There is a registered manager running the service. A registered manager is a person who has registered with the Care Quality Commission to manage the service. Like registered providers, they are ‘registered persons’. Registered persons have legal responsibility for meeting the requirements in the Health and Social Care Act 2008 and associated Regulations about how the service is run.

People, visitors to the service and staff were kept as safe as possible by a staff and management team who took safety seriously. They were trained in the safeguarding of vulnerable adults and health and safety. The manager and staff were able to describe their responsibilities and methods for keeping people safe from all forms of abuse and harm.

People received safe care because there were enough staff who were effectively deployed at all times. The management team followed a robust recruitment procedure to ensure, as far as possible, that staff employed were suitable and safe to work with vulnerable people. People were given their medicines in the right amounts at the right times by properly trained staff.

People’s human and civil rights were protected. The staff team understood the relevance of the Mental Capacity Act 2005, Deprivation of Liberty Safeguards (DoLS) and consent issues which related to the people in their care. The Mental Capacity Act 2005 legislation provides a legal framework that sets out how to act to support people who do not have capacity to make a specific decision. DoLS provides a lawful way to deprive someone of their liberty, provided it is in their own best interests or is necessary to keep them from harm. The staff team took any necessary action to uphold people’s rights and the registered manager made the appropriate DoLS referrals to the Local Authority.

People’s health and well-being needs were met by well supported and trained staff. People were helped to acquire healthcare from appropriate professionals, as necessary. Staff were trained in all relevant areas, so that they could meet the variety and diversity of needs presented by the people in their care.

The service provided person centred care which recognised and met people’s individual needs. Staff built strong relationships with people and were knowledgeable about and knew how to meet people’s needs. Staff respected people’s views and opinions and encouraged them to make decisions and choices. People were treated with kindness, dignity and respect at all times.

People benefitted from a well-managed service. Meeting people’s needs was the priority for the staff team. The registered manager was described by staff as very supportive and approachable. The service had ways of making sure they maintained and improved the quality of care provided. Improvements had been made as a result of quality checks and listening to the views of people, other professionals, people’s relatives and the staff team.

Inspection areas



Updated 13 May 2016

The service was safe.

Staff kept people safe and protected them from any type of harm or abuse.

Any risks were identified and managed to make sure that people and others were as safe as possible.

Medicines were given to people by staff who had been by trained and tested to make sure they knew how to give them safely.

There were enough staff to make sure people were cared for safely.

Staff were checked to make sure they were safe and suitable before they were allowed to work with people.



Updated 13 May 2016

The service was effective.

People were supported by staff who had been trained to meet their needs effectively.

Staff helped people to stay healthy and happy, for as long as possible.

Staff upheld people’s human and legal rights. They encouraged and supported people to make as many decisions for themselves as they could.



Updated 13 May 2016

The service was caring.

People were treated with kindness, respect and dignity at all times.
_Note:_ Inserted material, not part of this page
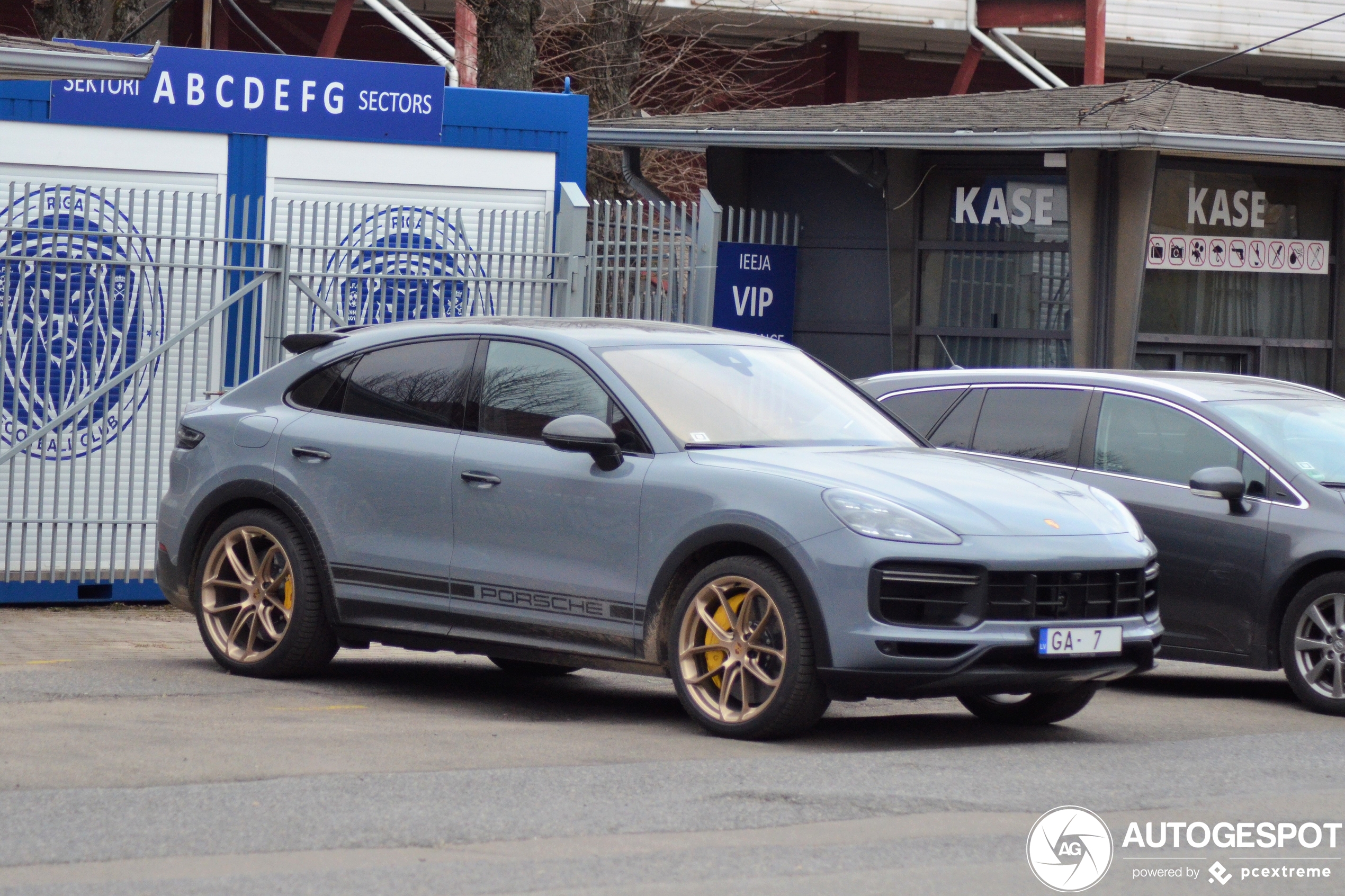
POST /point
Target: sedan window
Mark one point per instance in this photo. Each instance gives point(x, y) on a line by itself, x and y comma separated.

Staff always interacted positively and patiently, with people.

People were helped to be as independent as they were able to be for as long as possible.

Staff developed strong, positive relationships with people and their families



Updated 13 May 2016

The service was responsive.

People’s needs were responded to quickly by the care staff. They listened to people with regard to their daily choices and acted on their wishes.
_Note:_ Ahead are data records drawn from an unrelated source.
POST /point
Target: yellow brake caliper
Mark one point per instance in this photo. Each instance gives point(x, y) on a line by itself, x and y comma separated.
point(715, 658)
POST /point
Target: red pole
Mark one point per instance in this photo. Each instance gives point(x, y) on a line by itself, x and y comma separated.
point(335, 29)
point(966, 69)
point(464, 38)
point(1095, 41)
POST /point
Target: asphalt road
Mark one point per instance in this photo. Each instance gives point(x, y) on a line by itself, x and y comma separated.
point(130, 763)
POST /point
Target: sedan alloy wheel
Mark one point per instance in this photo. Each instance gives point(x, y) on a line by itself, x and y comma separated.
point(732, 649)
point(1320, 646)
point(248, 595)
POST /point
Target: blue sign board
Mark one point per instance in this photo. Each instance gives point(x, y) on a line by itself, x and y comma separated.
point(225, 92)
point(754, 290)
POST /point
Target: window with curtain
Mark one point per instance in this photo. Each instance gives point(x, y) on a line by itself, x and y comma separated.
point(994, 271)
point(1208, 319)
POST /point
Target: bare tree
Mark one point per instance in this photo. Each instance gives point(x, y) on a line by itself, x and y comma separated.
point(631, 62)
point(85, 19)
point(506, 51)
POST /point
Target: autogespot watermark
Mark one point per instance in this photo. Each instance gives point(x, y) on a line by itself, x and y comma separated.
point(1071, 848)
People were helped to stay in contact with their families, friends and others who were important to them.

People were cared for in the way that suited them best.

People had a variety of activities they could choose to participate in. These were being improved by the new activity co-ordinator.



Updated 13 May 2016

The service was well-led.

The registered manager was highly thought of and made sure that staff displayed the behaviours and attitudes expected of them. People told us the registered manager had improved the care that the service offered since her appointment.

The service regularly checked it was giving good care to people. Changes to make things better for people who live in the home had been made.

The service had developed good working relationships with other professionals and worked co-operatively with them.